The AMUs are denominated as ACU dollar, ACU euro, and ACU yen which are equivalent in value to 1 USD, 1 Euro, and 1 JPY, respectively.

==Interest==
- Payable by the net debtors at the end of each settlement period,
- Calculated on the daily outstanding between settlement dates,
- Interest rate will be the closing rate on the last Monday of the previous calendar month offered by Chicago Mercantile Exchange Secured Overnight Financing Rate (CME SOFR) term one month for US Dollar, the Euro Interbank Offered Rate (EURIBOR) one month for Euro, and the Inter-Continental Exchange (ICE) for one month Japanese Yen deposits

==Exchange rate==
The SDR cross-rates which are quoted by the IMF on a daily basis are applied as a reference rate.

==Benefits of becoming a member==
- Saving Forex reserves through multilateral netting and bi-monthly settlement,
- Addressing trade imbalances and expanding of trade and monetary cooperation between members,
- No need to accumulate the currencies of other members,
- Access to new markets and monetary integration and financial deepening,
- Possibility of using USD, EUR, and JPY as reserve currencies,
- No membership fee,
- Higher clearing efficiency,

==Members==
Currently 2024, the members of ACU are the central banks of Bangladesh, Bhutan, Iran, India, Maldives, Nepal, Pakistan, Sri Lanka, and Myanmar. The central banking authorities of member countries have issued detailed instructions and modalities for channeling the monetary transactions through the ACU. Membership in the ACU is open to central banks located in the geographical area of ESCAP and non-ESCAP.

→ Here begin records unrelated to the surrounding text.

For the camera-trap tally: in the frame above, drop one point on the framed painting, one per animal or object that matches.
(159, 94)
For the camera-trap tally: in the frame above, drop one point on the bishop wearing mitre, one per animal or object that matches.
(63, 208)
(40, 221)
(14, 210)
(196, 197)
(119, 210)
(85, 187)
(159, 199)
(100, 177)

| State | Central Bank | Year |
|---|---|---|
| Bangladesh | Bangladesh Bank | 1974 |
| Bhutan | Royal Monetary Authority of Bhutan | 1999 |
| India | Reserve Bank of India | 1974 |
| Iran | Central Bank of the Islamic Republic of Iran | 1974 |
| Maldives | Maldives Monetary Authority | 2009 |
| Myanmar | Central Bank of Myanmar | 1977 |
| Nepal | Nepal Rastra Bank | 1974 |
| Pakistan | State Bank of Pakistan | 1974 |
| Sri Lanka | Central Bank of Sri Lanka | 1974 |
| Belarus | National Bank of Belarus | 2024 |

==Eligible transactions==
All eligible transactions between member countries are required to be cleared through the Asian Clearing Union. The monetary transactions eligible to be settled through the Asian Clearing Union include the following:

- From a resident of one participant to a resident of another participant,
- Related to import and export of goods and services,
- Permitted by the country in which the payer resides,
- Not declared ineligible by the BOD or a participant.

==Instruments of payment==
All instruments of payment denominated in AMUs (ACU dollar, ACU euro, and ACU yen), may be used to effect payment through the clearing facility.

==Figures==
Transactions channeled through the ACU mechanism in 2021 amounted to 29 billion USD.